At some point, he put two and two together: if Garou went outside, there was more to the world than that room. And if there was a _more_ , Jae-ha wanted to see it.

The end of ignorant bliss: Jae-ha walked toward that door.

The beginning of a lifelong hatred: he crossed the center of the room, took three more steps, and stopped. The chains were taut.

Still clinging to ignorance, Jae-ha looked at the inexplicable metal links, confounded. He didn’t yet grasp the implications of a manacle around each ankle and wrist and iron chains running back to a stone wall.

It had always been there. He knew nothing else. It was _normal._

Garou came back that evening, a basket of food tucked under his arm and his usual scowl fixed on his face. Jae-ha looked up at him, eyes wide and fearless.

Jae-ha thinks he must have smiled _._ “I want to go outside.”

Jae-ha doesn’t remember Garou’s expression, but he recalls this vividly: thunderous silence. He didn’t know the warning signs yet; couldn’t recognize the cliched calm before the storm.

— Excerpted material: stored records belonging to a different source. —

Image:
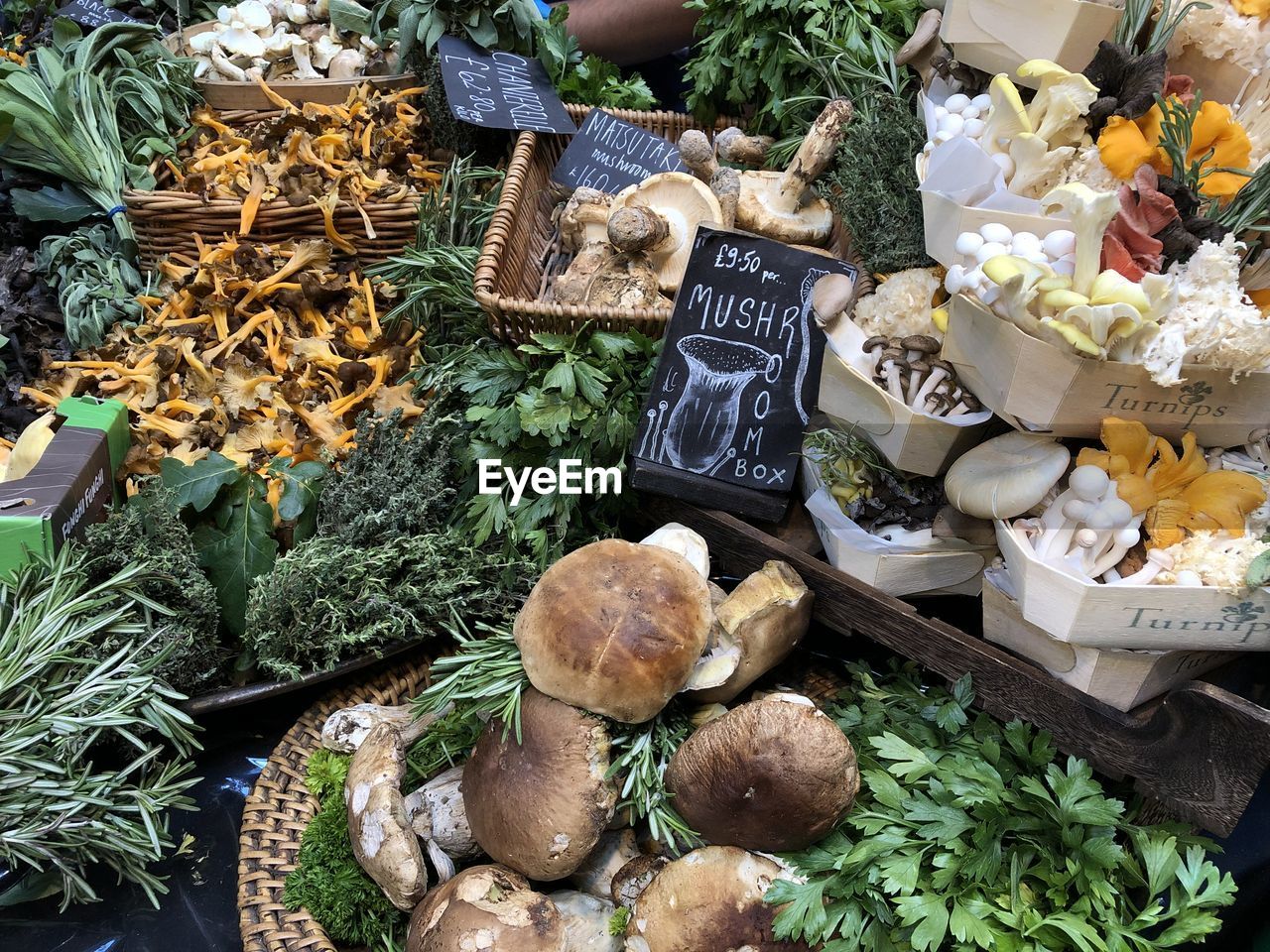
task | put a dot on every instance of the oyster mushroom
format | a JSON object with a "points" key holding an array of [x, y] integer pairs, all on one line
{"points": [[710, 898], [543, 803], [779, 204], [772, 774], [615, 627], [765, 616], [486, 907], [683, 202]]}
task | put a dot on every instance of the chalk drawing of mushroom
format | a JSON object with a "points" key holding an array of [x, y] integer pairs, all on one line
{"points": [[703, 421]]}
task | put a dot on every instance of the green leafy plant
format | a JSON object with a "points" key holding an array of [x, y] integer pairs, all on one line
{"points": [[231, 521], [966, 834], [588, 79], [564, 397], [767, 54], [327, 880], [434, 277], [96, 285], [95, 754]]}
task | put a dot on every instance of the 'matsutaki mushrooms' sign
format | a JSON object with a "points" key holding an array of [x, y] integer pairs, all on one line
{"points": [[738, 377]]}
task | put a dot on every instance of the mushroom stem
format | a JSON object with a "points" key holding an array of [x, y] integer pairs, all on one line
{"points": [[813, 157], [735, 146]]}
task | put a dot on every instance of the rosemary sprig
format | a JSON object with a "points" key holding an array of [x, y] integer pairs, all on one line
{"points": [[642, 754], [484, 678]]}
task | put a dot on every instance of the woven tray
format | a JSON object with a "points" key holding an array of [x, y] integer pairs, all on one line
{"points": [[280, 809], [166, 222]]}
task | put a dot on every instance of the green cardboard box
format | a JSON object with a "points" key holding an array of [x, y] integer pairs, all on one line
{"points": [[70, 486]]}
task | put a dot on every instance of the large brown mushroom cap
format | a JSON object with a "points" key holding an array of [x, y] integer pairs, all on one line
{"points": [[485, 907], [615, 627], [541, 805], [775, 774], [710, 898]]}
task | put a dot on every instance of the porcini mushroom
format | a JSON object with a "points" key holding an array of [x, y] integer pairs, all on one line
{"points": [[683, 202], [765, 616], [585, 921], [486, 907], [779, 204], [772, 774], [710, 898], [830, 296], [1006, 476], [541, 805], [615, 627], [380, 832], [735, 146]]}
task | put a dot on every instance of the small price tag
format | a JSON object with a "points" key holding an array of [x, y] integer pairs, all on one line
{"points": [[93, 14], [499, 90], [740, 366], [608, 155]]}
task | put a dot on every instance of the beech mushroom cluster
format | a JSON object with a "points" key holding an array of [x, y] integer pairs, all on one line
{"points": [[252, 350], [911, 371], [282, 40]]}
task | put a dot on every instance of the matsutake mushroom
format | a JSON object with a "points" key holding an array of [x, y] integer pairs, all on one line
{"points": [[681, 202], [540, 803], [765, 617], [780, 204], [774, 774], [710, 898], [615, 627], [486, 909]]}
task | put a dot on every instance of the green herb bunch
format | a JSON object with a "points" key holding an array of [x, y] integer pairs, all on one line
{"points": [[564, 397], [873, 186], [966, 834], [590, 79], [94, 754], [766, 54], [434, 277], [96, 285], [149, 532]]}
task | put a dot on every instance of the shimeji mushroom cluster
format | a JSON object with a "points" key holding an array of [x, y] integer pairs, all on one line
{"points": [[631, 249], [276, 40], [608, 636], [1135, 513]]}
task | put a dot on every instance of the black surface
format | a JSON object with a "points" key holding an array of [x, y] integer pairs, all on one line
{"points": [[740, 366], [499, 90], [610, 154]]}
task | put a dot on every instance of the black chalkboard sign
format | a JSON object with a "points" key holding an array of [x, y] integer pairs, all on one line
{"points": [[738, 376], [608, 155], [499, 90], [94, 13]]}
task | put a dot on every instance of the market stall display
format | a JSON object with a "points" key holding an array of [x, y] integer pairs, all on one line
{"points": [[321, 349]]}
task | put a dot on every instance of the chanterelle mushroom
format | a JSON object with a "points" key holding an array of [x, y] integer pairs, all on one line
{"points": [[615, 627], [766, 616], [779, 204], [684, 202], [541, 805], [774, 774], [486, 909], [710, 898]]}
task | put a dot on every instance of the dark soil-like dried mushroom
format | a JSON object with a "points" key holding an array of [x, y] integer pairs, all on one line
{"points": [[615, 627], [774, 774], [765, 616], [710, 898], [486, 909], [780, 204], [541, 805]]}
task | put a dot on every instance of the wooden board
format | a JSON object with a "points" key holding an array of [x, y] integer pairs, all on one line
{"points": [[1201, 749]]}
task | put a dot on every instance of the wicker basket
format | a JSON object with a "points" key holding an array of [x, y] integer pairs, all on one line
{"points": [[522, 249], [280, 809], [166, 222], [226, 94]]}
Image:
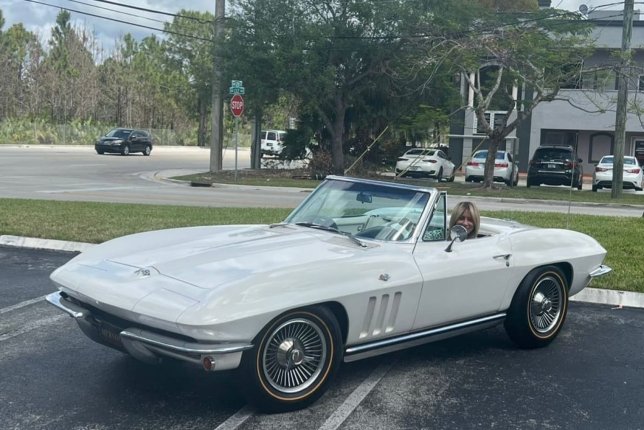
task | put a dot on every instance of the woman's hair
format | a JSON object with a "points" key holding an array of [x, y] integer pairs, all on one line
{"points": [[461, 208]]}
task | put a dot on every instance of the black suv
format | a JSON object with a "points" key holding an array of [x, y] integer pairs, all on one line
{"points": [[124, 141], [555, 165]]}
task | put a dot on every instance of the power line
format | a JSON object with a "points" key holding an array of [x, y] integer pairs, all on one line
{"points": [[123, 22], [117, 11], [155, 11]]}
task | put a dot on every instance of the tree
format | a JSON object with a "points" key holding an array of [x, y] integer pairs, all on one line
{"points": [[500, 53], [329, 54], [190, 51]]}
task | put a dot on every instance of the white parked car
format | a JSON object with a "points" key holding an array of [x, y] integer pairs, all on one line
{"points": [[505, 169], [425, 162], [632, 176], [360, 268], [272, 142]]}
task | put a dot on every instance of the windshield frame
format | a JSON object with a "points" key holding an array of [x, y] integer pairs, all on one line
{"points": [[342, 203]]}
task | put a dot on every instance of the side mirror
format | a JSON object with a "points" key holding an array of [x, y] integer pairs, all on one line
{"points": [[458, 232]]}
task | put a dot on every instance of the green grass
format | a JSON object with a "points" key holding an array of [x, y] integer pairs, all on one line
{"points": [[98, 222]]}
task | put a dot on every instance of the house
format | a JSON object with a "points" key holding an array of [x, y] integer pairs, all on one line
{"points": [[584, 114]]}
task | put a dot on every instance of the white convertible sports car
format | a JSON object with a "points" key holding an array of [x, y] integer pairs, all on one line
{"points": [[360, 268]]}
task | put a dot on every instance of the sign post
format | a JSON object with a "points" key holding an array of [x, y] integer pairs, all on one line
{"points": [[237, 109]]}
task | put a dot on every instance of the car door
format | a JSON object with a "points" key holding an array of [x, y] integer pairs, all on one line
{"points": [[470, 281]]}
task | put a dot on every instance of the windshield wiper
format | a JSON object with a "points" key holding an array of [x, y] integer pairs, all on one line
{"points": [[334, 230]]}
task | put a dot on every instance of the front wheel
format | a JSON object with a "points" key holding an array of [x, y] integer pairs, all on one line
{"points": [[538, 308], [294, 359]]}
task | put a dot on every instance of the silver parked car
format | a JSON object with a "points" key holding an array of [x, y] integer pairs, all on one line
{"points": [[603, 173], [505, 169]]}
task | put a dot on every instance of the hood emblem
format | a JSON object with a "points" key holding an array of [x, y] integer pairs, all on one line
{"points": [[142, 273]]}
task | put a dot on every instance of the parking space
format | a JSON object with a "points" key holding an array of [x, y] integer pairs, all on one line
{"points": [[55, 378]]}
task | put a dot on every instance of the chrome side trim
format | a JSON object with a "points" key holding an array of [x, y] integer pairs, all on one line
{"points": [[71, 309], [600, 271], [418, 338], [171, 344]]}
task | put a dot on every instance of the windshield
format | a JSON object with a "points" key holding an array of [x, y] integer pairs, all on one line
{"points": [[500, 155], [119, 132], [363, 209], [630, 161]]}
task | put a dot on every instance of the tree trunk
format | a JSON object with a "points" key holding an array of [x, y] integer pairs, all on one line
{"points": [[488, 172], [203, 118], [337, 152]]}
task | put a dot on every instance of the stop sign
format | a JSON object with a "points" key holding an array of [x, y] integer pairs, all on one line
{"points": [[237, 105]]}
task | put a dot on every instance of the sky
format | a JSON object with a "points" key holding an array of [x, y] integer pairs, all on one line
{"points": [[39, 16]]}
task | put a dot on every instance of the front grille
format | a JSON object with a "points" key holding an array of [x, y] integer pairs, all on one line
{"points": [[112, 324]]}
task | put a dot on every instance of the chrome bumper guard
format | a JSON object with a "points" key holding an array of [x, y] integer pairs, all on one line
{"points": [[148, 346], [600, 271]]}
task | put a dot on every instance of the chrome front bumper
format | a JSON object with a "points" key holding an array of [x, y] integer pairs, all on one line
{"points": [[149, 346], [600, 271]]}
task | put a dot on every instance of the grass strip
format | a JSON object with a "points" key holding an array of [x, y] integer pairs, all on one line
{"points": [[97, 222]]}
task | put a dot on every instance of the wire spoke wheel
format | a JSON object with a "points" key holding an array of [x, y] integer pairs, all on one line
{"points": [[294, 356], [546, 304], [538, 309]]}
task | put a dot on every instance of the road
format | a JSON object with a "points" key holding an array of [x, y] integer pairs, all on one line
{"points": [[79, 174], [54, 378]]}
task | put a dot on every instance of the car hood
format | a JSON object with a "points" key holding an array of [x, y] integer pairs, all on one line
{"points": [[164, 273]]}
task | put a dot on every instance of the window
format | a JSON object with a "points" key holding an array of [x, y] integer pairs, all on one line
{"points": [[496, 119], [599, 80]]}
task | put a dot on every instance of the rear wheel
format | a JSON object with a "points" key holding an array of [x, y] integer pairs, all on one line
{"points": [[538, 308], [294, 359]]}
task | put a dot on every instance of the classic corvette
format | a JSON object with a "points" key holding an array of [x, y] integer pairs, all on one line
{"points": [[359, 268]]}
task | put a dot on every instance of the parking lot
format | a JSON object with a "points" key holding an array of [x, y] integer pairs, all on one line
{"points": [[55, 378]]}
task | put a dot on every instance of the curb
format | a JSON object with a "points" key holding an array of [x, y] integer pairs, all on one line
{"points": [[600, 296]]}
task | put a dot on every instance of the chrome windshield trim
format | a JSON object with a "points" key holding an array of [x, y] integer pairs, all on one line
{"points": [[168, 343], [425, 333], [600, 271], [71, 309]]}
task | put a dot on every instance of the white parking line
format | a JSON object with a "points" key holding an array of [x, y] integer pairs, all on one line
{"points": [[21, 305], [32, 326], [355, 398], [236, 420]]}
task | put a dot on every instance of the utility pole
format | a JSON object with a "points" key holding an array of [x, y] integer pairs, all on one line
{"points": [[622, 101], [216, 140]]}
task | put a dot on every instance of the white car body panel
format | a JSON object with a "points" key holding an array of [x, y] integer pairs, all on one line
{"points": [[224, 284]]}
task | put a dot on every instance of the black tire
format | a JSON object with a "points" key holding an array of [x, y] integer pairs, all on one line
{"points": [[307, 339], [538, 309]]}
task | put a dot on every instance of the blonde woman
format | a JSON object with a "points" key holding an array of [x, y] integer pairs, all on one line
{"points": [[467, 215]]}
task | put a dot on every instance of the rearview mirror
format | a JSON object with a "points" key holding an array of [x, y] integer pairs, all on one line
{"points": [[363, 197], [458, 232]]}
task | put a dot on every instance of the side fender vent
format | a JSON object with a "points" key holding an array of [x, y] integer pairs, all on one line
{"points": [[381, 314]]}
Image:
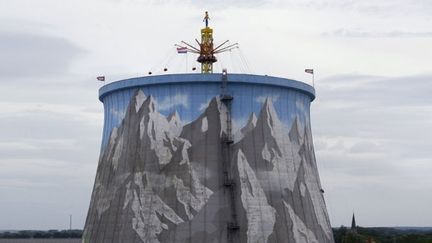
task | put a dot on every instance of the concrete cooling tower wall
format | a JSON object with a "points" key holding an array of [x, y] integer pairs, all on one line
{"points": [[207, 158]]}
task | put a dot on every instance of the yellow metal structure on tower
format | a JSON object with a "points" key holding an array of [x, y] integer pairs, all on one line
{"points": [[206, 49], [206, 57]]}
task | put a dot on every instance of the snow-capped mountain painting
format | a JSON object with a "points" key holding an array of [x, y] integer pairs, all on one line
{"points": [[161, 178]]}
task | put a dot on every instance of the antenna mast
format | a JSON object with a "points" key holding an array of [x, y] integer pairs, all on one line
{"points": [[206, 50]]}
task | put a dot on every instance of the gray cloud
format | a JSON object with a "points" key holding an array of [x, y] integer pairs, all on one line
{"points": [[372, 142], [26, 54], [366, 34]]}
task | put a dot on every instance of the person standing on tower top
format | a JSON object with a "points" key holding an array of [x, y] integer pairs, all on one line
{"points": [[206, 18]]}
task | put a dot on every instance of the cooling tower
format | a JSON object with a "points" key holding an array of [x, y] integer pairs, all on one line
{"points": [[207, 158]]}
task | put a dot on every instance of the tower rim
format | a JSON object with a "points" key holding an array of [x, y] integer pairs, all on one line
{"points": [[206, 78]]}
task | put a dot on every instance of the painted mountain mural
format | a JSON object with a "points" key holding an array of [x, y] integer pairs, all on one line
{"points": [[160, 180]]}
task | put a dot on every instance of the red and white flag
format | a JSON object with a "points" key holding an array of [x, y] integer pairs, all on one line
{"points": [[309, 71], [181, 50]]}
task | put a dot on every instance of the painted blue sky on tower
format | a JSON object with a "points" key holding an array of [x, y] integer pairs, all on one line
{"points": [[190, 101]]}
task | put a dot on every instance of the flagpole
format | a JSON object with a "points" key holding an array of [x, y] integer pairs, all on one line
{"points": [[313, 79]]}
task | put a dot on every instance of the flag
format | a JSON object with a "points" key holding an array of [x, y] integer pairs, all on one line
{"points": [[309, 71], [181, 50]]}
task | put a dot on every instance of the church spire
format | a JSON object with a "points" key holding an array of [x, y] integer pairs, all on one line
{"points": [[353, 224]]}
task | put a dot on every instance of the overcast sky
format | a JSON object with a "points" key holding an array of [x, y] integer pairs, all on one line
{"points": [[371, 121]]}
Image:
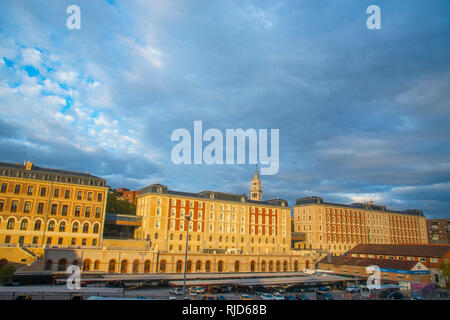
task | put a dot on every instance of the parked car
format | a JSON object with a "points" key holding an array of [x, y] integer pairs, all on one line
{"points": [[394, 295], [176, 291], [352, 289], [320, 295], [197, 290], [267, 296]]}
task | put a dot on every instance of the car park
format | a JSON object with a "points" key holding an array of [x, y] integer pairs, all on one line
{"points": [[176, 291], [267, 296], [352, 289], [320, 295], [301, 297]]}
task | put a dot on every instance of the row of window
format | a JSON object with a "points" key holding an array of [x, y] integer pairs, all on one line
{"points": [[53, 209], [56, 192], [51, 225], [49, 241], [49, 177]]}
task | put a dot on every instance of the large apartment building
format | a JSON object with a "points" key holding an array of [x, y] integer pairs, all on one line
{"points": [[42, 206], [339, 227]]}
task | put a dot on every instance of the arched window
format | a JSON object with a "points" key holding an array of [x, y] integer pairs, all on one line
{"points": [[48, 265], [124, 266], [62, 265], [147, 266], [10, 224], [86, 265], [37, 225], [189, 266], [23, 224], [112, 266], [136, 266], [162, 266], [179, 265]]}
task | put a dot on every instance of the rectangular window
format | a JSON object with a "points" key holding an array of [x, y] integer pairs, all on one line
{"points": [[27, 207], [40, 207], [14, 205]]}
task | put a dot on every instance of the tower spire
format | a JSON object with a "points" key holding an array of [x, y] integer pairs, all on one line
{"points": [[255, 189]]}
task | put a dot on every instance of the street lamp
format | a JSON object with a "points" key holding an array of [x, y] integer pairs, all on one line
{"points": [[188, 217]]}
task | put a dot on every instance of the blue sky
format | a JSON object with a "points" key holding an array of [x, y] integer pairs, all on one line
{"points": [[363, 114]]}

He was shocked as much as hurt when Garou’s left leg slammed into him.

Jae-ha fell, screaming, enraged as he was frightened. Fury won out. Jae-ha tackled Garou.

It couldn’t be called a fight.

Garou threw Jae-ha onto the floor, and _pain_ was redefined for the second time in a minute. Garou’s right boot landed on Jae-ha’s head. He shrieked, thrashing. His skull had to be cracking. Mucus and tears and grime caked his face. He sucked in a gasp of air and forced his anger and confusion into a wordless scream.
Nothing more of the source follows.